Fortunately with Facebook and Twitter at your fingertips (literally) who needs a memory – I can just pinch other people’s stories – here’s the best of them (including some of my own):

  • “I cried a lot, especially about the dog”. I love how she left this open. I immediately conjured images of  a heavily pregnant woman turning to her other half, sobbing, “The dog needs a walk”, he looks bemused “Why are you crying?”. Still sobbing “because he’s just so demanding”. Or later, on said walk, picking up poo, sobbing through breathless tears “Could you not have done it in the long grass, when no one was looking?”

 

  • “Had a shower at 8 months. Applied shower gel to my ‘flannel’ – starting washing and then realised I had brought my piece of toast into the shower.” This is my personal favourite and always stays with me when i need an emergency chuckle

 

  • “After two consecutive days of forgetting my purse, then on a evening discovering at supermarket checkout I had purse but it was devoid of cash and cards, my exasperated other half insisted on doing a check of my bag contents before we descended to the car (house is on 1st and 2nd floor). We stood at the top of the stairs doing this: “Mobile? Check. “Purse? Check. Diary? Check.” Satisfied, we descended, as as I followed him out the front door, I paused on the outside step. “What?” he said “What can you have possibly forgotten?” he demanded, whilst turning to see me looking down at my feet…  My uncovered, bare feet. “Shoes? For Fuck’s sake!” Exactly. For Fuck’s Sake.

 

  • “I got some money exchanged at the travel agents. She was lovely. I explained it was a wedding gift, I told her about the wedding, how I should have been bridesmaid but I was pregnant, we talked about the baby, my pregnancy and my woes and at the end, I took the money, she said ” Have a lovely time” and I said ” I love you.”. I think I meant thank you. I hope I did.”

 

  • “My colleague found out she was pregnant after she had just taken over a new desk at work, where the previous occupants were all on maternity leave,  she announced, to a full meeting, “I’m pregnant… Must be something I sat on.” Apparently she’s never lived it down, only fair really, when you give colleagues that much ammunition.

 

  • “I left the house, two children scampering full speed down the street, and thought ‘these flip flops have stretched’, looked down and I was wearing my boyfriend’s size 10 Adidas pair, instead of my size 6 Reeboks.
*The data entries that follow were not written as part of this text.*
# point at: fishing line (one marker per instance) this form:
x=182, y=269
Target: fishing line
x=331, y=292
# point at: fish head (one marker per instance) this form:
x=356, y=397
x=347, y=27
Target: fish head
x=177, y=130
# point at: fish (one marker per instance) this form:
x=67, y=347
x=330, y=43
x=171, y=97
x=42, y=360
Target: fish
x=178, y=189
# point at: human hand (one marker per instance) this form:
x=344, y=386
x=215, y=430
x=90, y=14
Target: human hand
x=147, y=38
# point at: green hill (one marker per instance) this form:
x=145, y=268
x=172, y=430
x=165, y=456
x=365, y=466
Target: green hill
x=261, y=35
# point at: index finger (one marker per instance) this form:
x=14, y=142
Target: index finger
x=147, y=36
I then had to run after two small children, like Steven Tomkinson wearing clown shoes in ‘Brassed off’.

 

  • “When we couldn’t find things -car keys, wallets, diaries etc – we usually found them in the fridge.”

 

  • “When teaching I would continually miss the last letter of words off, when writing on the whiteboard e.g. ‘Rome and Julie is the mos romantic love story of our tim’ The kids loved it.”

 

  • “Half way through a lesson, I realised my top was on inside out. I had to go in the cupboard to change it. The pupils hadn’t noticed – a testament to how much attention they were paying me.”

 

  • “By the end of the pregnancy I was carrying around underwear, deodorant and a tooth brush in my handbag, as I’d regularly discover these were things I’d forgotten to do.” Underwear? Brilliant!

 

  • “I was on the phone to the tax office and they asked my current employer. I couldn’t answer them. I had no idea. I had to hang up and ring back later.”
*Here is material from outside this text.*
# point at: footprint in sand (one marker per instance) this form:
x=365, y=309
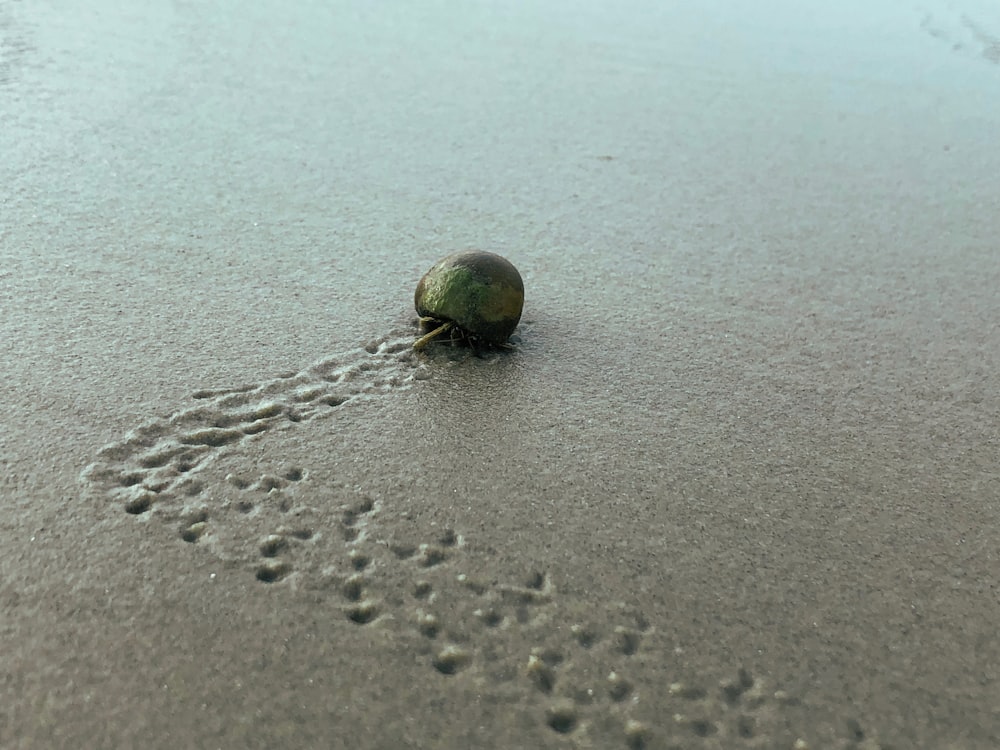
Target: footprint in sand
x=597, y=682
If this is not proof enough, then I would suggest typing in #pregnancybrain on Twitter – some great examples on there too!

 

Some people say it never leaves, but I think that’s just called “tiredness”, especially when looking after a baby, toddler… husband. I did leave the house in my slippers, when pushing my week old first born round the block, only noticed when stood talking to a neighbour and then had a very awkward 5 minutes where I wondered if they had noticed too.

 

Please share any of your own, I love hearing them!